Become a Patron!
True Information is the most valuable resource and we ask you to give back.
Stasi Files Shed Light on Putin’s KGB Past
- By Adam Tanner
- Feb. 27 2001 00:00
DRESDEN, Germany — The East German secret police had a favor to ask of their KGB comrades: Could the Soviet Union recruit a man who lived next to a German Communist Party guesthouse in Dresden and ask him to spy on visitors there?
“Comrade V.V. Putin to accomplish this,” a Soviet official scribbled by hand on the secret 1987 letter from the Stasi, referring to KGB agent, now president, Vladimir Putin.
Later, another Russian note suggested the recruitment did not go ahead: “To be returned, unaccomplished.”
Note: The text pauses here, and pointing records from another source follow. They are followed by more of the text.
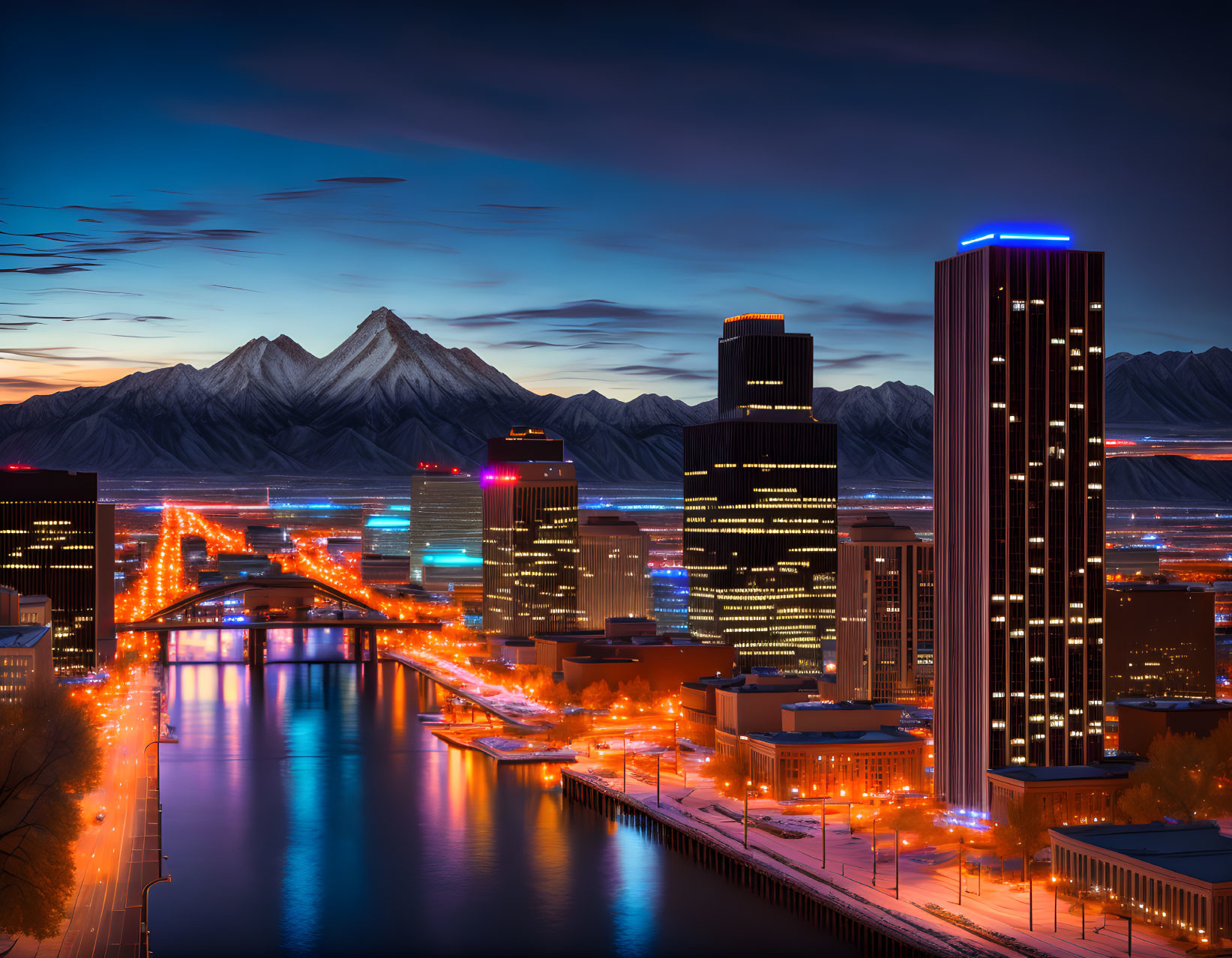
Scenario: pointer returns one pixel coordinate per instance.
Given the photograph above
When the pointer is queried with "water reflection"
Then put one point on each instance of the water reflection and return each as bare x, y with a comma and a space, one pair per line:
310, 813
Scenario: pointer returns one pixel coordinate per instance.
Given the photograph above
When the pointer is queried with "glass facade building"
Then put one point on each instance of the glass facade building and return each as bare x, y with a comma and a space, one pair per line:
530, 536
1018, 511
885, 645
760, 492
57, 540
446, 530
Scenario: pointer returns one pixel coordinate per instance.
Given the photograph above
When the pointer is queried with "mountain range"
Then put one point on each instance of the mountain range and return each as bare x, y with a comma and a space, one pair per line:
390, 397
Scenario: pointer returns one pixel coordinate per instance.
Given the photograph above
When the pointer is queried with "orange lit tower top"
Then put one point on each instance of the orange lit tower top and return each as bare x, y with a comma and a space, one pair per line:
763, 371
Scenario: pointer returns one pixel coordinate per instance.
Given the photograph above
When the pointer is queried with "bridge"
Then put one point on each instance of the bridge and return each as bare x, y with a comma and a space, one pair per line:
430, 680
272, 603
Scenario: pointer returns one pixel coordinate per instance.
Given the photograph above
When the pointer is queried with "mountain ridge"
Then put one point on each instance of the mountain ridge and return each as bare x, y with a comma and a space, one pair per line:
388, 397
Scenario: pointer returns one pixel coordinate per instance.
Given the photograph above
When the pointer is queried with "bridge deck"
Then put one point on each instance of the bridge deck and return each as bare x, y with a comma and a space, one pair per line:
312, 624
487, 705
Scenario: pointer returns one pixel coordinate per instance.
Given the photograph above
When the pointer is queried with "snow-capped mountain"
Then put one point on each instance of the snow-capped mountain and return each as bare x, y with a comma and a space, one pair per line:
388, 398
1171, 391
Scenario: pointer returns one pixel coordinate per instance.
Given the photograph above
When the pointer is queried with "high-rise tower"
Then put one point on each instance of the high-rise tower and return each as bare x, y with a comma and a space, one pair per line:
530, 536
760, 504
885, 643
1018, 509
57, 540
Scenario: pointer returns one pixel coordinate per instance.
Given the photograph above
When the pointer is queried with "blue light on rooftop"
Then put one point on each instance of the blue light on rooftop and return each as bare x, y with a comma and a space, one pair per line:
387, 522
451, 558
1021, 235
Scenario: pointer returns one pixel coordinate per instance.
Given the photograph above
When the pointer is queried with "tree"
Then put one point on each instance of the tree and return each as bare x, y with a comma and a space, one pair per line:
636, 691
598, 696
1186, 778
730, 772
568, 729
917, 820
556, 695
49, 755
1025, 830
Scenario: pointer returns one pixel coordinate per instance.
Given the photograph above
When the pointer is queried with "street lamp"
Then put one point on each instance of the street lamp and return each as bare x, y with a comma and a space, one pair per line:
145, 912
823, 830
748, 783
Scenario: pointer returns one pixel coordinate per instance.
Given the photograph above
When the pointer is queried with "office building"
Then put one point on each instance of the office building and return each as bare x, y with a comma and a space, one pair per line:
57, 540
1141, 722
446, 530
1069, 795
885, 645
669, 599
1018, 509
760, 492
613, 576
530, 536
1174, 876
268, 540
387, 532
1159, 641
25, 659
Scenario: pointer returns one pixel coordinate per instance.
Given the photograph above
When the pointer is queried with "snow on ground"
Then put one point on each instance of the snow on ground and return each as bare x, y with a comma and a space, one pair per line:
848, 876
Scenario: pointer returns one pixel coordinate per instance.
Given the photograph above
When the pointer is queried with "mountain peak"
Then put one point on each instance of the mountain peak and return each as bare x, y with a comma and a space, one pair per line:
382, 318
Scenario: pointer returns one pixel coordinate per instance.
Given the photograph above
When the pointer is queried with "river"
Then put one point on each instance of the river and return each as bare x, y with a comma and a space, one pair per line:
312, 813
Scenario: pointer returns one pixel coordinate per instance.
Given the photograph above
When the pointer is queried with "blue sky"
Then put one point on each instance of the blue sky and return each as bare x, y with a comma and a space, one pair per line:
580, 196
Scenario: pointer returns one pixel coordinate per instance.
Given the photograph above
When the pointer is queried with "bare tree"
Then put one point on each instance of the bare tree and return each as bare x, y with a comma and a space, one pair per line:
49, 755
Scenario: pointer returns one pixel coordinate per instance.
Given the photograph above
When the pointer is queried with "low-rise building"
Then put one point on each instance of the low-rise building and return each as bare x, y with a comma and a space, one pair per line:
25, 659
838, 764
1178, 877
754, 706
1072, 795
1159, 641
664, 663
34, 611
1141, 722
Whether Putin failed or whether his KGB bosses later simply refused the mission is unclear. Another handwritten Russian note says curtly the document is to be destroyed: Unichtozhit.
Yet the letter survived. It was one of hundreds of pages of previously unpublished documents obtained by Reuters on KGB-Stasi activities in the Dresden area from Germany’s vast archives of Stasi material. They cover 1984 to 1990, when Major Putin was a junior member of a small team of 10 to 15 KGB agents in Dresden, East Germany.
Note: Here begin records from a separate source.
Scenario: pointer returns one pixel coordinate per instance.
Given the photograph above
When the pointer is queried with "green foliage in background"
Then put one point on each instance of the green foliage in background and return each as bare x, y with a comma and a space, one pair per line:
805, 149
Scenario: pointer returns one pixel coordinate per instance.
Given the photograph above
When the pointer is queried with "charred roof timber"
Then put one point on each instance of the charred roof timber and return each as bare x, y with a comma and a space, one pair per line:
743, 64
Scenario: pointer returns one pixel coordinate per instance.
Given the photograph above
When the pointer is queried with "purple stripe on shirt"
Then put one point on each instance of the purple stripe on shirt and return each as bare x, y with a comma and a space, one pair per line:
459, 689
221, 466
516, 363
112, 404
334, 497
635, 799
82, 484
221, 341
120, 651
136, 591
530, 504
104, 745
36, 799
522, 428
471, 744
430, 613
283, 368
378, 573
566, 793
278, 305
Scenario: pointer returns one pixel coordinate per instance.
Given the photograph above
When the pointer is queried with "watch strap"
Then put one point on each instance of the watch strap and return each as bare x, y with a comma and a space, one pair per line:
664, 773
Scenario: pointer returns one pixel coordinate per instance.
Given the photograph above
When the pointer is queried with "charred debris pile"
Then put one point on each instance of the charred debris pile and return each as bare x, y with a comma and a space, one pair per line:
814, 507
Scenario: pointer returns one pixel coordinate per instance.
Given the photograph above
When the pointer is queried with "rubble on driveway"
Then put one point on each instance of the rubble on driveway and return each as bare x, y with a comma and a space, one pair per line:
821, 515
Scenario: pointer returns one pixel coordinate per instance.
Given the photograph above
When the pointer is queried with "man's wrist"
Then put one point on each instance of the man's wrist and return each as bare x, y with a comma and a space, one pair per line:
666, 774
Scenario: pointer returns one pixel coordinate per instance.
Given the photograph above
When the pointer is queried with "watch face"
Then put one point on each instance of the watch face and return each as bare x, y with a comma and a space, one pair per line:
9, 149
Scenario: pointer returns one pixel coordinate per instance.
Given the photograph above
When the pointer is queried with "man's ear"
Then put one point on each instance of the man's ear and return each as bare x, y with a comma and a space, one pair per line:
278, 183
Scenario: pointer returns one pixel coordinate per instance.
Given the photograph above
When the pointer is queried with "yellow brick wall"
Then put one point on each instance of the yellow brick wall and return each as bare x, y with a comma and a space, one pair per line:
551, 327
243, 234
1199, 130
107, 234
In keeping with the protocol of the times, the letters are mostly between the top Stasi and KGB officials, and Putin is rarely mentioned by name. But the documents give insight to the cloak-and-dagger world where he lived much of his adult life.
No Dial Tone
One rare instance when Putin himself wrote to the local Stasi head, General-Major Horst B?hm, concerned a KGB informant who worked in East Germany’s state wholesale trade enterprise.
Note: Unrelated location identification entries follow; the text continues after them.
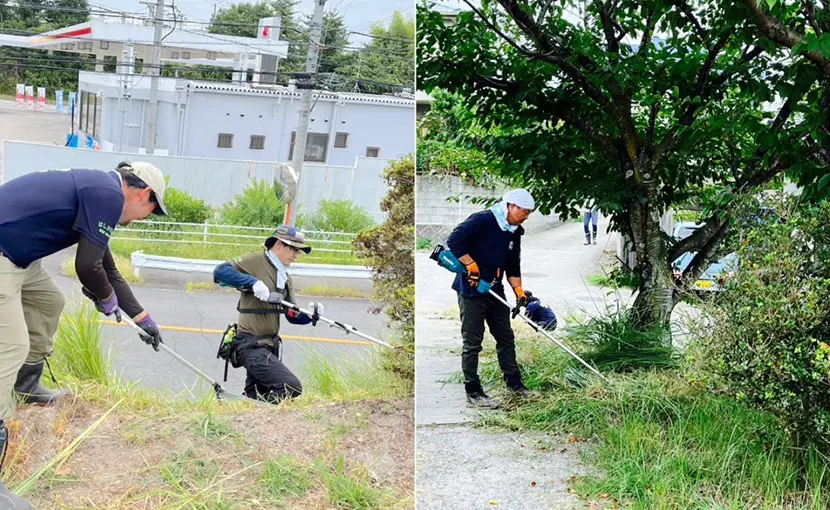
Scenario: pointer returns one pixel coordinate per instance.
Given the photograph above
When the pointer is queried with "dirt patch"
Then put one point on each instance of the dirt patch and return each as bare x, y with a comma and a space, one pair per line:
133, 461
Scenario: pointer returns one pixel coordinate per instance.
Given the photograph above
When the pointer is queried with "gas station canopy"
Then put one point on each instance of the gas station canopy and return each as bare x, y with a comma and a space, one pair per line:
110, 38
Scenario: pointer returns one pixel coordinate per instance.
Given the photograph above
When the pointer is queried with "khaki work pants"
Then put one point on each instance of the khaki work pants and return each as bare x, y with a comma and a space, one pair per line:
30, 307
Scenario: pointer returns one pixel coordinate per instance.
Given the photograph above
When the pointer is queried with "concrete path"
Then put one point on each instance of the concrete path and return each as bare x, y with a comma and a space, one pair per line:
458, 466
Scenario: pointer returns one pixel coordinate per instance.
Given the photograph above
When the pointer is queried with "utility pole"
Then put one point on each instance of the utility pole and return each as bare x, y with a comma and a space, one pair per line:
305, 107
155, 72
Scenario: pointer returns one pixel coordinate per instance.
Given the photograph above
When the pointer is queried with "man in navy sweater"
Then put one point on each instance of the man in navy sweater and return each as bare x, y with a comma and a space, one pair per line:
488, 243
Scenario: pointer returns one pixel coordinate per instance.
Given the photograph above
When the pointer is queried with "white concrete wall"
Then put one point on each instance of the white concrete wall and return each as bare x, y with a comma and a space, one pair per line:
215, 181
389, 127
371, 121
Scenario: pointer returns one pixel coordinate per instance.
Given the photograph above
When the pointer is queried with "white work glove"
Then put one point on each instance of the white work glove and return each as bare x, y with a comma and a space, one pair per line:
261, 291
316, 307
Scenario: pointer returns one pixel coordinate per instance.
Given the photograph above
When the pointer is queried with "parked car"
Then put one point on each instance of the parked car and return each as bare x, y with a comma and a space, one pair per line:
714, 277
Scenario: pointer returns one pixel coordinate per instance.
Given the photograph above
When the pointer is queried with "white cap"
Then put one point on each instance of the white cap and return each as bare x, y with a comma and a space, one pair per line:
154, 179
520, 197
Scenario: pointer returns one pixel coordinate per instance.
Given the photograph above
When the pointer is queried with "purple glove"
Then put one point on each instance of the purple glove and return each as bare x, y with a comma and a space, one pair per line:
107, 306
152, 334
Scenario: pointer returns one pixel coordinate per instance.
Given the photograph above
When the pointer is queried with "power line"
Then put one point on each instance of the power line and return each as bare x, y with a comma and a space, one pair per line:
130, 15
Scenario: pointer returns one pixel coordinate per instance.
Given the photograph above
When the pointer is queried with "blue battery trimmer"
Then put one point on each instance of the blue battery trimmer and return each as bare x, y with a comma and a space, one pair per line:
450, 262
The man’s “telephone connection was mistakenly cut off in March 1989,” Putin wrote, seeking to fix the problem.
“Considering that our informant was a former member of the police who support us, the People’s Police headquarters applied to the post office to get a phone line,” he wrote. “Nonetheless, there are still problems in solving this.”
Subsequent notes show the phone line was installed days later, lightning speed in a country where it could take years or even a lifetime to get a telephone.
The informant’s name and why he was of interest to Putin remain a mystery. The name is blacked out in the document, which was obtained under German freedom of information rules from the agency overseeing the Stasi archives.
The files also reveal tensions between Putin’s office and the Stasi, especially when the KGB tried to recruit Stasi agents without their bosses knowing.
In one 1989 instance, two plain-clothes Soviet agents sought to recruit a German Stasi informant working at the Hotel Bellevue, then the baroque Saxon city’s top hotel and a magnet for important foreign visitors. The KGB agents deceived the man into believing that the Stasi knew about their recruiting effort.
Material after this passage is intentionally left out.